By Takashi Umekawa and Takaya Yamaguchi
TOKYO (Reuters) – Mizuho Financial Group Inc has seen coronavirus-related loan requests reach 17 trillion yen ($155 billion) since the outbreak, and is bracing for further demand from companies battling to revive their operations, its chief executive said.
The figure underscores the corporate impact of restrictions on movement and business imposed by the government to contain the spread of COVID-19, which has infected nearly 18,000 people in Japan and killed almost 1,000.
Since the first COVID-19 cases were reported in Japan in January, 225 companies have gone bankrupt as of Monday, showed data from Tokyo Shoko Research.
“As clients face liquidity problems, we will help with financing as appropriate,” Chief Executive Tatsufumi Sakai said in an interview last week for publication on Wednesday.
“But later, the problem may change from liquidity to solvency. At that stage, companies will need capital buffers to continue business.”
Japan’s third-largest lender said it has extended 10 trillion yen in loans and credit lines from requests it deemed virus-related based on discussions with the clients.
To support clients’ capital positions, Mizuho has secured over 100 billion yen for so-called mezzanine financing, such as subordinated debt and preferred stocks, Sakai said.

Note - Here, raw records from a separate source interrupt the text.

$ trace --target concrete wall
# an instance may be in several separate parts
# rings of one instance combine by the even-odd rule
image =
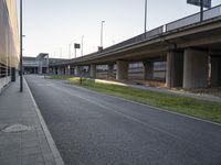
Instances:
[[[182,87],[183,52],[170,51],[167,53],[167,87]]]
[[[185,50],[183,88],[206,88],[209,79],[209,61],[207,51]]]
[[[211,57],[211,85],[221,86],[221,56]]]
[[[125,61],[117,61],[117,72],[116,72],[116,79],[124,80],[128,79],[128,62]]]

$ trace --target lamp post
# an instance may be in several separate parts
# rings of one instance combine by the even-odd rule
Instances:
[[[103,48],[103,28],[104,28],[104,23],[105,21],[102,21],[102,24],[101,24],[101,47]]]
[[[22,55],[22,0],[20,0],[20,92],[23,91],[23,55]]]
[[[145,38],[147,37],[146,32],[147,32],[147,0],[145,0]]]
[[[83,53],[84,53],[83,52],[84,51],[84,45],[83,44],[84,44],[84,35],[82,35],[82,56],[83,56]]]
[[[203,0],[200,0],[200,22],[203,21]]]
[[[72,44],[69,44],[69,58],[71,59],[72,56]]]

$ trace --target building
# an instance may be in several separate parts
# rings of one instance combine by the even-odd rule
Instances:
[[[0,90],[11,81],[19,64],[15,0],[0,0]]]
[[[36,57],[23,57],[24,74],[48,74],[49,65],[65,59],[50,58],[48,53],[40,53]]]

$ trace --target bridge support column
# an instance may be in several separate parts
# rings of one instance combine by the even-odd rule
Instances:
[[[65,75],[70,75],[70,67],[65,66]]]
[[[107,65],[107,78],[114,77],[114,64]]]
[[[211,85],[221,86],[221,56],[211,57]]]
[[[57,68],[57,75],[62,75],[62,74],[63,74],[62,68],[59,67],[59,68]]]
[[[95,64],[91,64],[91,66],[90,66],[90,77],[96,78],[96,65]]]
[[[209,62],[208,52],[201,50],[185,50],[183,88],[208,87]]]
[[[75,76],[81,76],[81,73],[82,73],[82,67],[81,66],[76,66],[74,70],[75,70],[74,72]]]
[[[154,62],[144,62],[144,79],[152,79]]]
[[[183,81],[183,53],[171,51],[167,53],[167,87],[182,87]]]
[[[129,67],[128,62],[117,61],[117,73],[116,73],[117,80],[128,79],[128,67]]]

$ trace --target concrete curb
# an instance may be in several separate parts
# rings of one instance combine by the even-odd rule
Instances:
[[[63,158],[62,158],[62,156],[61,156],[61,154],[60,154],[60,152],[59,152],[59,150],[57,150],[57,147],[56,147],[56,144],[55,144],[54,140],[52,139],[52,135],[51,135],[51,133],[50,133],[50,131],[49,131],[49,129],[48,129],[48,127],[46,127],[46,124],[45,124],[45,121],[44,121],[44,119],[43,119],[43,117],[42,117],[42,114],[41,114],[41,111],[40,111],[40,109],[39,109],[39,107],[38,107],[35,100],[34,100],[34,98],[33,98],[33,95],[32,95],[32,92],[31,92],[31,90],[30,90],[30,88],[29,88],[29,85],[28,85],[25,78],[24,78],[24,84],[27,84],[28,92],[29,92],[30,96],[31,96],[32,102],[33,102],[33,105],[34,105],[34,109],[35,109],[35,111],[36,111],[36,113],[38,113],[38,117],[39,117],[39,120],[40,120],[40,122],[41,122],[42,129],[43,129],[44,134],[45,134],[45,136],[46,136],[46,141],[48,141],[49,146],[50,146],[50,148],[51,148],[51,151],[52,151],[52,155],[53,155],[53,157],[54,157],[55,164],[56,164],[56,165],[65,165],[65,164],[64,164],[64,161],[63,161]]]

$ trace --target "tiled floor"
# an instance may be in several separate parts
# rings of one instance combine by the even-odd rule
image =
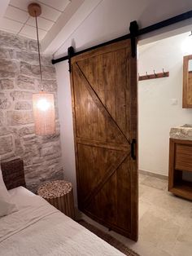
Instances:
[[[167,191],[167,181],[139,174],[139,239],[133,242],[83,218],[141,256],[192,256],[192,202]]]

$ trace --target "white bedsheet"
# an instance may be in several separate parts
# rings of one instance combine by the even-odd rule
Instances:
[[[1,256],[124,255],[24,188],[10,193],[19,211],[0,218]]]

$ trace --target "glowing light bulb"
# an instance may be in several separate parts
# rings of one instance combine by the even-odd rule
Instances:
[[[50,103],[46,99],[40,99],[37,103],[39,110],[46,111],[50,108]]]

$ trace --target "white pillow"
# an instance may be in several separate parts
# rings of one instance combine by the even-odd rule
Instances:
[[[17,210],[16,205],[11,200],[11,196],[6,188],[0,168],[0,218]]]

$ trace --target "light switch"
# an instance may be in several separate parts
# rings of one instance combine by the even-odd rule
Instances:
[[[177,105],[177,99],[171,99],[171,104],[172,105]]]

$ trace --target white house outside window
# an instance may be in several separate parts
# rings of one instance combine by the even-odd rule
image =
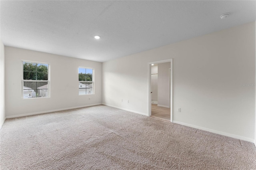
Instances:
[[[49,63],[22,61],[23,99],[49,97]]]
[[[79,95],[92,95],[94,93],[94,69],[78,68]]]

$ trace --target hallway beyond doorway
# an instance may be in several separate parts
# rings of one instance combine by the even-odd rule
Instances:
[[[151,116],[170,121],[171,119],[170,109],[160,107],[157,105],[151,105]]]

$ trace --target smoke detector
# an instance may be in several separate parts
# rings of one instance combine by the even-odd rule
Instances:
[[[225,19],[227,18],[230,14],[228,13],[223,14],[220,16],[220,19]]]

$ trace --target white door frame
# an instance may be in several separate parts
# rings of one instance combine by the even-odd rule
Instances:
[[[150,116],[151,115],[151,64],[158,64],[159,63],[167,63],[168,62],[170,62],[170,106],[171,110],[171,122],[172,122],[173,120],[173,61],[172,61],[172,59],[165,59],[164,60],[158,61],[154,62],[150,62],[148,63],[148,115]]]

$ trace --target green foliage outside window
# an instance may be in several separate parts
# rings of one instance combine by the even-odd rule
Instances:
[[[92,74],[90,73],[80,73],[78,74],[79,81],[92,81]]]
[[[24,62],[23,79],[48,80],[48,65]]]

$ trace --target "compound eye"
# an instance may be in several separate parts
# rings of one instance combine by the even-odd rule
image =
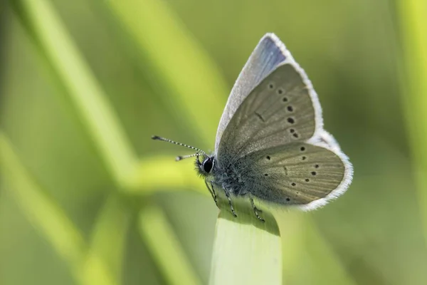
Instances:
[[[212,170],[214,167],[214,158],[208,157],[203,162],[203,170],[206,172],[209,173]]]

But banks themselves also expect a difficult year. Mizuho estimates 200 billion yen worth of credit-related costs in the year through March 2021, whereas bigger rivals Mitsubishi UFJ Financial Group Inc and Sumitomo Mitsui Financial Group Inc expect 450 billion yen.
“We can’t afford to lend to companies that are likely to turn into zombies,” said Sakai. “The crisis won’t be easy to overcome. It’s crucial for us and our clients to rebuild with an eye toward the post-coronavirus world.”